There are proposals in Congress to reverse some of the bonuses through legislation, and Liddy called on executives to spit back half their bonus. Some have done so. The program for 2009 has already been pared. That my placate, for now, Main Street constituents who want to get back at those overpaid Wall Street types.

But, considering the risks still infecting the system, the clawback is pointless. Geithner and Bernanke have way more important things on their plate. Did we mention the economy, with unemployment headed toward 10%? And the upcoming G-20 meeting that has the U.S. and Europe at odds over what to do first — regulate the global economy or stimulate it? Nor will the albatross of AIG be removed from the government's neck anytime soon. Liddy said his goal is to restructure AIG's core businesses into "clearly separate, independent" companies that are "worthy of investor confidence." AIG has "made meaningful progress," but the company is still at the mercy of the economy. In the businesses it wants to keep, like commercial insurance, competitors sense an opportunity to grab market share. For the assets it wants to sell, there are few buyers. What remains is still a huge, vulnerable company.
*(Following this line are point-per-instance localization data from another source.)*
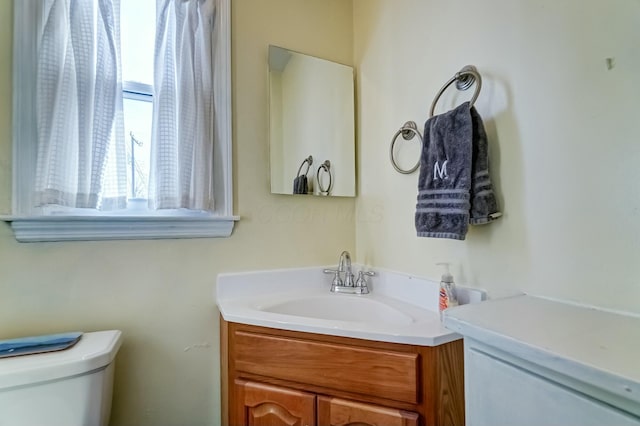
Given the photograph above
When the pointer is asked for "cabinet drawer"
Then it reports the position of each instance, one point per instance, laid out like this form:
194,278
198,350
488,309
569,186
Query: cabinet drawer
368,371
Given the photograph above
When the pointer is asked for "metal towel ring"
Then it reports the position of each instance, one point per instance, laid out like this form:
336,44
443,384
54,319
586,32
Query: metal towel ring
464,79
326,166
408,131
309,161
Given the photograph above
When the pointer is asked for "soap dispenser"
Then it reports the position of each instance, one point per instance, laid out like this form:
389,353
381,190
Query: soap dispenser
447,295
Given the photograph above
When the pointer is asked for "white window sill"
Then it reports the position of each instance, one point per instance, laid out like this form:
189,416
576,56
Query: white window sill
92,228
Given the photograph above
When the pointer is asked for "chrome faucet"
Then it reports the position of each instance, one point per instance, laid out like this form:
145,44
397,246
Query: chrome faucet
348,285
345,262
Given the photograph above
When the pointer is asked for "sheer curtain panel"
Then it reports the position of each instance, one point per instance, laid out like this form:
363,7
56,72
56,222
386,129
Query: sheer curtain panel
79,106
182,152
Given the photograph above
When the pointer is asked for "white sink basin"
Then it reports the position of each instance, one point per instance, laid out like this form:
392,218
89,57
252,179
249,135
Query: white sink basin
340,307
400,308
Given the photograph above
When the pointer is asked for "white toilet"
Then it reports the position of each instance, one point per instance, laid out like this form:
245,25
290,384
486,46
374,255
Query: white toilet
72,387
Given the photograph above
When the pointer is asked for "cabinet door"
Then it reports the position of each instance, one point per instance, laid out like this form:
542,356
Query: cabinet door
257,404
340,412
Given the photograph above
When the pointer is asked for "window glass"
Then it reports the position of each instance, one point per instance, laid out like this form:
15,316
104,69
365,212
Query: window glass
137,126
138,28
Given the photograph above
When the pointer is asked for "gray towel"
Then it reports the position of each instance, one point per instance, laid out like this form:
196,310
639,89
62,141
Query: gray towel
300,185
454,187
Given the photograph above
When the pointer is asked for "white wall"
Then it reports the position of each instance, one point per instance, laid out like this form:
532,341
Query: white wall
565,152
160,293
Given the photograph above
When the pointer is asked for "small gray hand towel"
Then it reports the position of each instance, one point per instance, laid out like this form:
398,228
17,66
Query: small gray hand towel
300,185
454,187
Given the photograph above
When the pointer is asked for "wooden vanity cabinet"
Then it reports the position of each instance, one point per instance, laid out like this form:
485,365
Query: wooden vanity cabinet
274,377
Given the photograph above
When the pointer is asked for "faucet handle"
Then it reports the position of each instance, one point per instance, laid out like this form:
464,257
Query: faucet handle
337,281
362,280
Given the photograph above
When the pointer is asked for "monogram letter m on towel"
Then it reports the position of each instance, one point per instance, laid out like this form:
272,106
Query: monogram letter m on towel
454,188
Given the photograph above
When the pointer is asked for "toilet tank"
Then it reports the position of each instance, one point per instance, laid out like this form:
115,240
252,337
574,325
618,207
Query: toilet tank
72,387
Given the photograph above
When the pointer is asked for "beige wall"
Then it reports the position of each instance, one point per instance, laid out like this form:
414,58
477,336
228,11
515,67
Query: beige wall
563,135
159,293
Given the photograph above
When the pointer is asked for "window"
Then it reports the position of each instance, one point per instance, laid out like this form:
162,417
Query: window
158,165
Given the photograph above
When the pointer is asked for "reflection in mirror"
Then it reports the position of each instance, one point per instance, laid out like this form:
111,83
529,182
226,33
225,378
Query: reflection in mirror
311,125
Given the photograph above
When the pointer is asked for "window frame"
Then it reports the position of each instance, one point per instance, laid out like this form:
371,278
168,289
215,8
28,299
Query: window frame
30,226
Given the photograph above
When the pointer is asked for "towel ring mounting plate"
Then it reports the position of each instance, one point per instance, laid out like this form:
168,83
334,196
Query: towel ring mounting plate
408,131
463,79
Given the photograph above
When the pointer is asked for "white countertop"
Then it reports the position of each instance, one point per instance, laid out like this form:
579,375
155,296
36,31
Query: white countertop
597,347
241,298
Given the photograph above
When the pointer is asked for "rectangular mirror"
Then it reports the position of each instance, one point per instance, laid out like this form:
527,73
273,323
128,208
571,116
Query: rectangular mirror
311,125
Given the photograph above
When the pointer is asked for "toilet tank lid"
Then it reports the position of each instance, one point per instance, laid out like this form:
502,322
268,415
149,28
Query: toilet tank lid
94,351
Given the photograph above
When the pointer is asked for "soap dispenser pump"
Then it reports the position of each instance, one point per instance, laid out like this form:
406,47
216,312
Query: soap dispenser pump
447,295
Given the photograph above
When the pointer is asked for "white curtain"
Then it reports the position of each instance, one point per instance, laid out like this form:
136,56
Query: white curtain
182,149
79,106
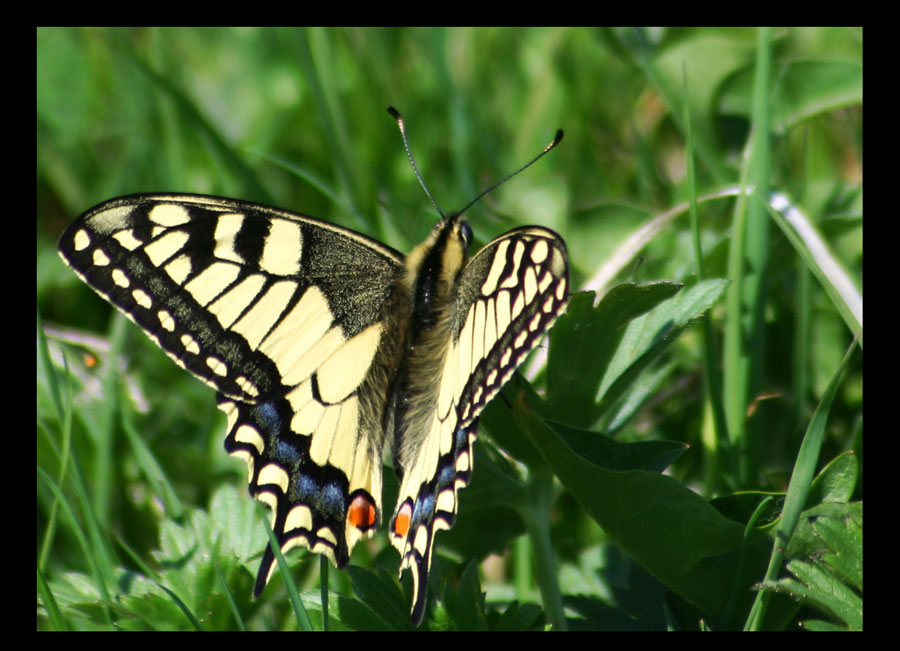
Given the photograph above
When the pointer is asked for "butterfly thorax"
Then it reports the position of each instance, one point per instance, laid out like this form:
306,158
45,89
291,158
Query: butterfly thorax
431,272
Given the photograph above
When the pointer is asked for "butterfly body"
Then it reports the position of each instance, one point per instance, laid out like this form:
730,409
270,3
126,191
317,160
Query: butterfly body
326,348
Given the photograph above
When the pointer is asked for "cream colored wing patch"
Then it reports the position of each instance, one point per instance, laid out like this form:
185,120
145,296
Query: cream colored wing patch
508,296
282,315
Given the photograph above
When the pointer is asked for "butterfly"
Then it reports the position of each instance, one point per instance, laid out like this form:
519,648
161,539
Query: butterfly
326,348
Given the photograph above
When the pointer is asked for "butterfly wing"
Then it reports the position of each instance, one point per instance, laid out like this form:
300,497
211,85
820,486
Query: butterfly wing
284,316
507,296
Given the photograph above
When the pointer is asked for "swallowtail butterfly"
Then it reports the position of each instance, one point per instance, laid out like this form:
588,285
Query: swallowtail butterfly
325,346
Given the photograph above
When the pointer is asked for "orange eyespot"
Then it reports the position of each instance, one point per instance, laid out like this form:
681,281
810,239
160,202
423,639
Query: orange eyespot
401,522
361,513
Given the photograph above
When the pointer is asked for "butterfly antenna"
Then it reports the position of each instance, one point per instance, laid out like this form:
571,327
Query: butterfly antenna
556,140
396,115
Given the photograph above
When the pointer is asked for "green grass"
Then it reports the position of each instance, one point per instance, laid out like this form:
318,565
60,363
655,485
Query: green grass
143,520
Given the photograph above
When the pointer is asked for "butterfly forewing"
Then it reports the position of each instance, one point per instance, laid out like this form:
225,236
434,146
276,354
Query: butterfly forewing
307,330
505,299
283,315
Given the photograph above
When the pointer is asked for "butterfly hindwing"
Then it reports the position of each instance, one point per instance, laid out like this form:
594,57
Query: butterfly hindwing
324,346
284,316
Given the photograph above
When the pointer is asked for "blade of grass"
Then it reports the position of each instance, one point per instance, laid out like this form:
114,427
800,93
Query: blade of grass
798,489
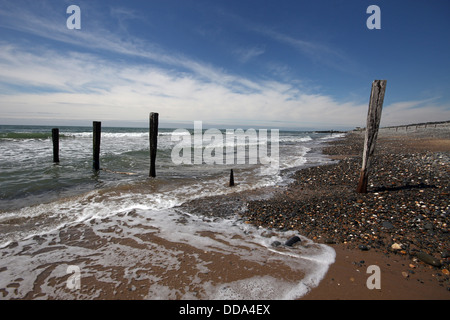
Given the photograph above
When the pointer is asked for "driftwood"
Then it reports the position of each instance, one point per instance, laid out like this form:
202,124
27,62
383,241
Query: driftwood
55,139
97,131
373,123
153,142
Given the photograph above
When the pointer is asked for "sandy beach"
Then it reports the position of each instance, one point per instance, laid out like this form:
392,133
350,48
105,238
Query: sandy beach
400,223
404,212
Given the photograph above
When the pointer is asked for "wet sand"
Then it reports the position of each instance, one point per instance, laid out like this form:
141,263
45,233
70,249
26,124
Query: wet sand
406,211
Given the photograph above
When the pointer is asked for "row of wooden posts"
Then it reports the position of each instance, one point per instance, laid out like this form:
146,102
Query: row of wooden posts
96,138
373,123
97,129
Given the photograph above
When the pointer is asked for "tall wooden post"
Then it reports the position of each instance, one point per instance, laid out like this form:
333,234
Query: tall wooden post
97,130
373,123
153,142
231,178
55,139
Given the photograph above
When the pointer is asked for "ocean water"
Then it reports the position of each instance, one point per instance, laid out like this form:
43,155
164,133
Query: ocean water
118,219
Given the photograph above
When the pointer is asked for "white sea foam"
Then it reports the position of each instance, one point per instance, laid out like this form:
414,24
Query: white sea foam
99,247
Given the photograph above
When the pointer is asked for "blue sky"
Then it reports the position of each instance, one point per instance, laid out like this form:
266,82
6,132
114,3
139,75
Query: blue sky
286,64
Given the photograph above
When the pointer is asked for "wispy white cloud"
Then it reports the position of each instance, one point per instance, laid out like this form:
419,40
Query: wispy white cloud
83,83
245,54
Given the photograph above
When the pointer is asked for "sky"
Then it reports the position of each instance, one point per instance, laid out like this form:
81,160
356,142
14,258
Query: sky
229,63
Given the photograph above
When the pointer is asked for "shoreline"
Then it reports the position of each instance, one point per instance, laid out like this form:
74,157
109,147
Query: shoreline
404,212
406,206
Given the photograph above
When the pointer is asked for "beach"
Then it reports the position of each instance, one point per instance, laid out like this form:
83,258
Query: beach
232,245
405,212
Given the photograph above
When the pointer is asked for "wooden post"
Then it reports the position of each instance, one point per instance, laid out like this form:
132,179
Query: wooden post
97,130
231,178
153,142
55,138
373,123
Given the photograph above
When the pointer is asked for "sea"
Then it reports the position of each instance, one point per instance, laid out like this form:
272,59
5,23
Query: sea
68,231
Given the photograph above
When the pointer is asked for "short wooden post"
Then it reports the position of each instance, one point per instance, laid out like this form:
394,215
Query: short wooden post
231,178
153,142
373,123
97,131
55,139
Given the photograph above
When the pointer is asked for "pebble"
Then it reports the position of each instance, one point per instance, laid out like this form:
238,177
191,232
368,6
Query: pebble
428,259
292,241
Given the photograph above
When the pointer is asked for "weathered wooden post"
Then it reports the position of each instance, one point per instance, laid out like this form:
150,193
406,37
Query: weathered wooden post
97,130
153,142
373,123
231,178
55,139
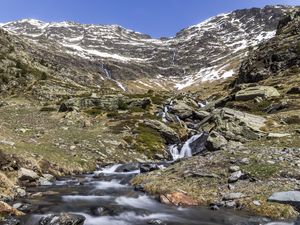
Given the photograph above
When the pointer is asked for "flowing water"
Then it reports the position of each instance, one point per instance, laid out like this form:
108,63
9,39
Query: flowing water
106,197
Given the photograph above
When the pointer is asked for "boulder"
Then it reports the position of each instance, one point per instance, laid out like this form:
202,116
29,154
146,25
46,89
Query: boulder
235,176
62,219
233,196
178,198
294,90
6,209
139,102
257,91
27,175
236,125
181,109
168,133
289,197
200,115
215,141
128,167
148,167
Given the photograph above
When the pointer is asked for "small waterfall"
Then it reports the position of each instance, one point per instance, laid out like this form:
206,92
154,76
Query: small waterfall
173,57
194,145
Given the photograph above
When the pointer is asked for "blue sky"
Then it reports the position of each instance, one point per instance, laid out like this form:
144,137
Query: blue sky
155,17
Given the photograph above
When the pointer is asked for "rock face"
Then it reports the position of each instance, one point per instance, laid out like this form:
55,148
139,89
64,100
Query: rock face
115,58
279,54
290,197
27,175
237,125
215,141
257,91
168,133
63,219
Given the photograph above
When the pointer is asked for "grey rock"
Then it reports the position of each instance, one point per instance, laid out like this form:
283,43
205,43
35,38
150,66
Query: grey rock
289,197
62,219
233,196
233,169
181,109
215,141
27,175
257,91
168,133
294,90
235,176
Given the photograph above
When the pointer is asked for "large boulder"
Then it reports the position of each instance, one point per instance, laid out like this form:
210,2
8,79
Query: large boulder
237,125
257,91
181,109
168,133
215,141
27,175
63,219
289,197
6,209
178,198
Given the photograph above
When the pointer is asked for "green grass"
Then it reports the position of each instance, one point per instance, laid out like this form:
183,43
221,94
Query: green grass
261,170
148,140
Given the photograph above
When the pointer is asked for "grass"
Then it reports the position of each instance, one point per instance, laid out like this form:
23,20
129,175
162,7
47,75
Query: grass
148,140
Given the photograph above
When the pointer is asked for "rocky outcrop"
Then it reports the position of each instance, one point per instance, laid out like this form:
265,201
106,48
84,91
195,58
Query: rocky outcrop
257,91
215,141
27,175
290,197
168,133
280,54
105,102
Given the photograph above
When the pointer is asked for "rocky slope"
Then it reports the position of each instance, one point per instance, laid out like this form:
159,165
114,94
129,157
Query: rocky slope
247,156
101,56
244,134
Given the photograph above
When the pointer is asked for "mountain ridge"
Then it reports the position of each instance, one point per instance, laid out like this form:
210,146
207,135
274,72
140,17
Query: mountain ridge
131,61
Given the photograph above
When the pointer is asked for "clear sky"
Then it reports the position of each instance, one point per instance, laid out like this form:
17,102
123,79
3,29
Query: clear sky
155,17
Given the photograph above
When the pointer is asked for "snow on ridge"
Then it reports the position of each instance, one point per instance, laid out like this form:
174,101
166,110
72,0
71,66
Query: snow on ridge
94,52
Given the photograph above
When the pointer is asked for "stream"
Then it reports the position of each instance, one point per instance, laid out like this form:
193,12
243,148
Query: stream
105,197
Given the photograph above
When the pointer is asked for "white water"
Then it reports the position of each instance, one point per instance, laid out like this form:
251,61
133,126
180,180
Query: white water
142,202
80,198
113,184
127,218
185,151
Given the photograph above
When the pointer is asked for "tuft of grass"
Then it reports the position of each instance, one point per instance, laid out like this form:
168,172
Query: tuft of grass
148,140
93,111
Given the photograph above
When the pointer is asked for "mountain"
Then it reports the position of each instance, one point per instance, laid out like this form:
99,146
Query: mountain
112,58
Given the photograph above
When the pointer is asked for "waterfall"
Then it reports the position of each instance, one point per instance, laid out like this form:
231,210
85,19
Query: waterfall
193,145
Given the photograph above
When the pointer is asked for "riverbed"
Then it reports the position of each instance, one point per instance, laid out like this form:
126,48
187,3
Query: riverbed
106,197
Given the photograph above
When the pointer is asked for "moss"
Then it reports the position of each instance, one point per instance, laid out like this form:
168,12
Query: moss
48,109
148,140
298,48
93,111
113,114
262,170
122,105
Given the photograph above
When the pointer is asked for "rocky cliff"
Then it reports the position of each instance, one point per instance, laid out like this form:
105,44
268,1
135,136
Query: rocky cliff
100,56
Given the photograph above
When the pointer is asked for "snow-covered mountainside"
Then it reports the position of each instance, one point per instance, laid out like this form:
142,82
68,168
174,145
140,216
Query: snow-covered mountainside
207,51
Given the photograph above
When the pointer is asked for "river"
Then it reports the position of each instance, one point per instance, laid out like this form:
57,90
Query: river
105,197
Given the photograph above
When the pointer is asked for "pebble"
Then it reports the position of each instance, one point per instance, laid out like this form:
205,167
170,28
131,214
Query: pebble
233,196
233,169
257,203
235,176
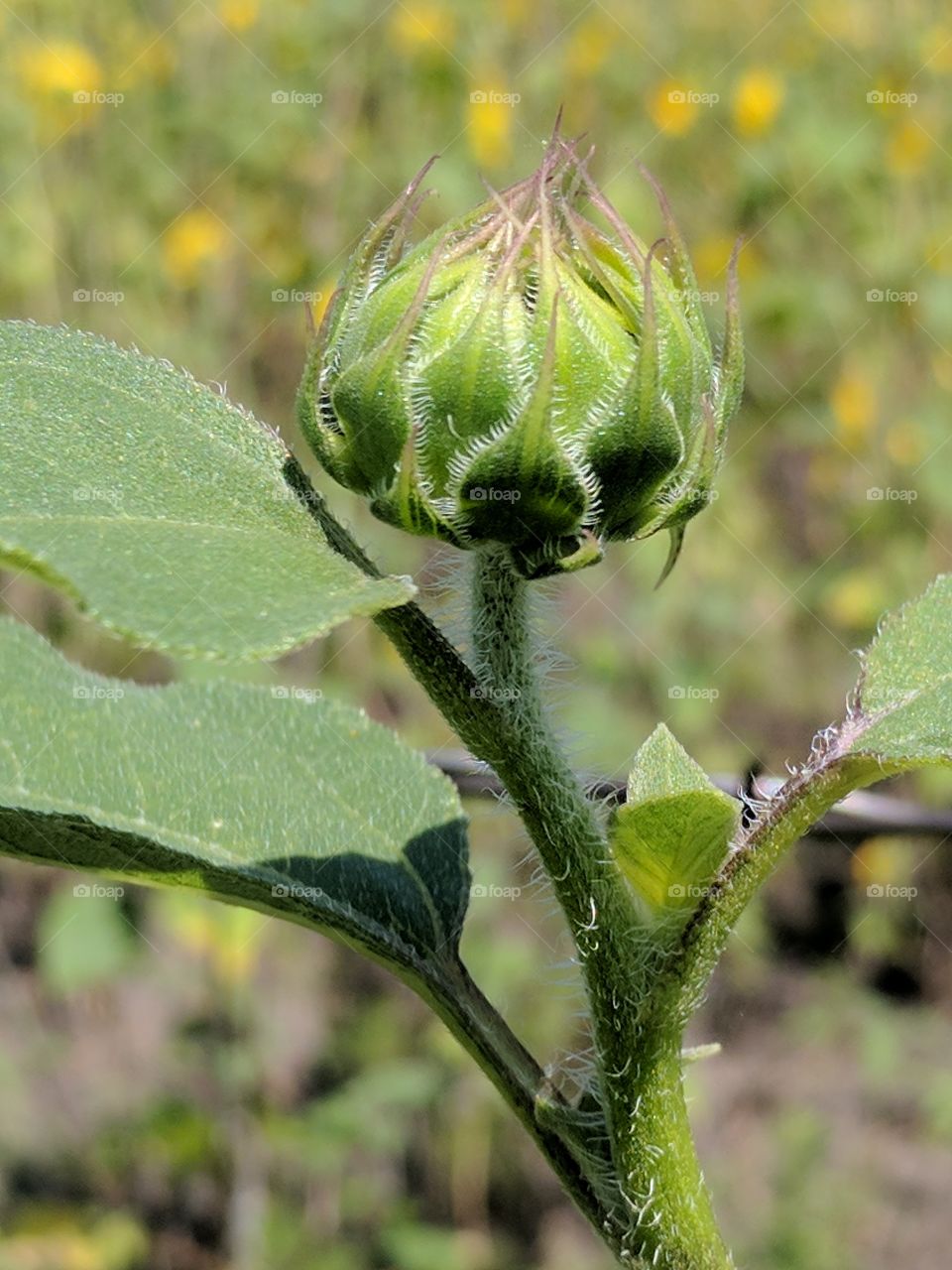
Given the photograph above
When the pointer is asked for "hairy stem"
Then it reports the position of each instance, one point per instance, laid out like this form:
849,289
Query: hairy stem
653,1209
662,1203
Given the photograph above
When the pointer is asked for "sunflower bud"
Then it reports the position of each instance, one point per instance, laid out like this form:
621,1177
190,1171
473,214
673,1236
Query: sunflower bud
525,376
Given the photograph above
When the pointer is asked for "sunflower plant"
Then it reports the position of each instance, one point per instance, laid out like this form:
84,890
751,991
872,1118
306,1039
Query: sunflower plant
530,385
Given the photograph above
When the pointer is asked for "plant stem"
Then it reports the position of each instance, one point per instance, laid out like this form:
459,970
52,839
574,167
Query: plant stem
664,1203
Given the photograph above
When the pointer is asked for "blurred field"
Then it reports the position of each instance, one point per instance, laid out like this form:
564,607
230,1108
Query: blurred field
182,1086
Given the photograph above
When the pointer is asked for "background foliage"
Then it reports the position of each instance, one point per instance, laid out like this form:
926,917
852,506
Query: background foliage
186,1086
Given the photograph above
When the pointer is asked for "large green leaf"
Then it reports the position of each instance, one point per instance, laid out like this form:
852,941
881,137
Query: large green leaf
291,804
159,506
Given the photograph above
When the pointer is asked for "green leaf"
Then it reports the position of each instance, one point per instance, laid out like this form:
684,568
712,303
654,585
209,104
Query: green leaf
904,698
900,717
159,506
294,806
673,832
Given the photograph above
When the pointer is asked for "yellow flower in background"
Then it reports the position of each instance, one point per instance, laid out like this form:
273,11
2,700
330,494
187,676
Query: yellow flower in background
942,368
60,79
938,252
590,45
853,403
193,240
906,149
238,16
421,27
758,96
490,126
60,68
883,861
905,444
226,938
856,599
673,107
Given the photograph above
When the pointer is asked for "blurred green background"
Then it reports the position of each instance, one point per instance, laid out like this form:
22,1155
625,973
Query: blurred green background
184,1086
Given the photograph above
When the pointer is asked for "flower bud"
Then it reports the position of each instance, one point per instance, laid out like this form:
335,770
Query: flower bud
525,376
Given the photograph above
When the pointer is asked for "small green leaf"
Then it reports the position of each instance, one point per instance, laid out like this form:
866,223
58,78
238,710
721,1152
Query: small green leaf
900,719
904,697
294,806
159,506
673,832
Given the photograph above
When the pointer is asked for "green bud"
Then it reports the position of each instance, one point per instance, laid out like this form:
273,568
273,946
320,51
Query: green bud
524,376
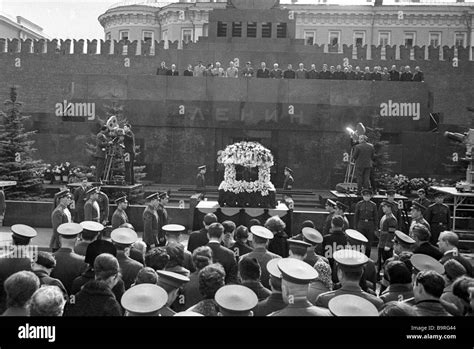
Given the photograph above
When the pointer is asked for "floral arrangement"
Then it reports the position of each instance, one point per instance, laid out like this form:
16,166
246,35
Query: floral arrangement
247,154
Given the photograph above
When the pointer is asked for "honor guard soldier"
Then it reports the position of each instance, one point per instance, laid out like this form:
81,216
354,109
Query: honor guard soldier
69,265
275,301
330,205
261,237
201,179
350,268
120,216
80,200
350,305
315,239
395,209
163,198
289,181
151,222
14,257
144,300
123,238
296,277
339,210
171,282
91,207
90,233
366,218
235,300
103,201
422,200
60,215
387,227
416,211
438,217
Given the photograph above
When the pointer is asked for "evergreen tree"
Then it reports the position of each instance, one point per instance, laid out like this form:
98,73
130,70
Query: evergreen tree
16,151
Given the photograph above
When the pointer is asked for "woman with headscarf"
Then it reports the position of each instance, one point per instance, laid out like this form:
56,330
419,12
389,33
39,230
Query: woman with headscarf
323,283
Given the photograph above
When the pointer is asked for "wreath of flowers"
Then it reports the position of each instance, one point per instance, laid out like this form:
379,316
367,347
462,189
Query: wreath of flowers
246,154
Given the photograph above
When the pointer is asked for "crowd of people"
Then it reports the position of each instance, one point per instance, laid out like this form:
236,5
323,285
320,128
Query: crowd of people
338,72
261,269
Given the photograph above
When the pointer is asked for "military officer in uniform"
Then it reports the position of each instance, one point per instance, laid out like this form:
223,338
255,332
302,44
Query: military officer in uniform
438,217
366,218
416,211
15,256
395,209
171,282
151,222
201,179
69,265
289,181
120,216
60,215
80,200
123,238
330,205
296,277
91,208
422,200
350,305
102,142
350,268
235,300
163,198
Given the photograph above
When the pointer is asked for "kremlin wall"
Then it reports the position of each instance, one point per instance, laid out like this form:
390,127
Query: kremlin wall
181,122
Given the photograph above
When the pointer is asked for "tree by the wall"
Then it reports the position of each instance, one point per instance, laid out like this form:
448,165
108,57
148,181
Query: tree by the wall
16,151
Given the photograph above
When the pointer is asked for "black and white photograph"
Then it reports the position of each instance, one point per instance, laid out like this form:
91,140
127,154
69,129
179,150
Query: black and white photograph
253,161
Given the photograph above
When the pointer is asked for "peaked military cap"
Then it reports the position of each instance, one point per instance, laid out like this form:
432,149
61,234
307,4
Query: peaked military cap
350,305
236,298
296,271
261,232
23,230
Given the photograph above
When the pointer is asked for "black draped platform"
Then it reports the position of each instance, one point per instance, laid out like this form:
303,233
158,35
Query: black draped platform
239,215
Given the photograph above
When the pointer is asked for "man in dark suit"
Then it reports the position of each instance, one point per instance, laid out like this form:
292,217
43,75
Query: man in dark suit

Lastly, the Obama Administration will need perhaps $750 billion in new funding merely to stabilize U.S. banks, which it hopes will be enough to ease the credit markets, stimulate lending and get the economy moving again. There's no telling what kind of political wrangling will happen over that, but one thing seems certain: if you are an executive of a bank that gets federal money, it wouldn't be a smart idea to count on a bonus.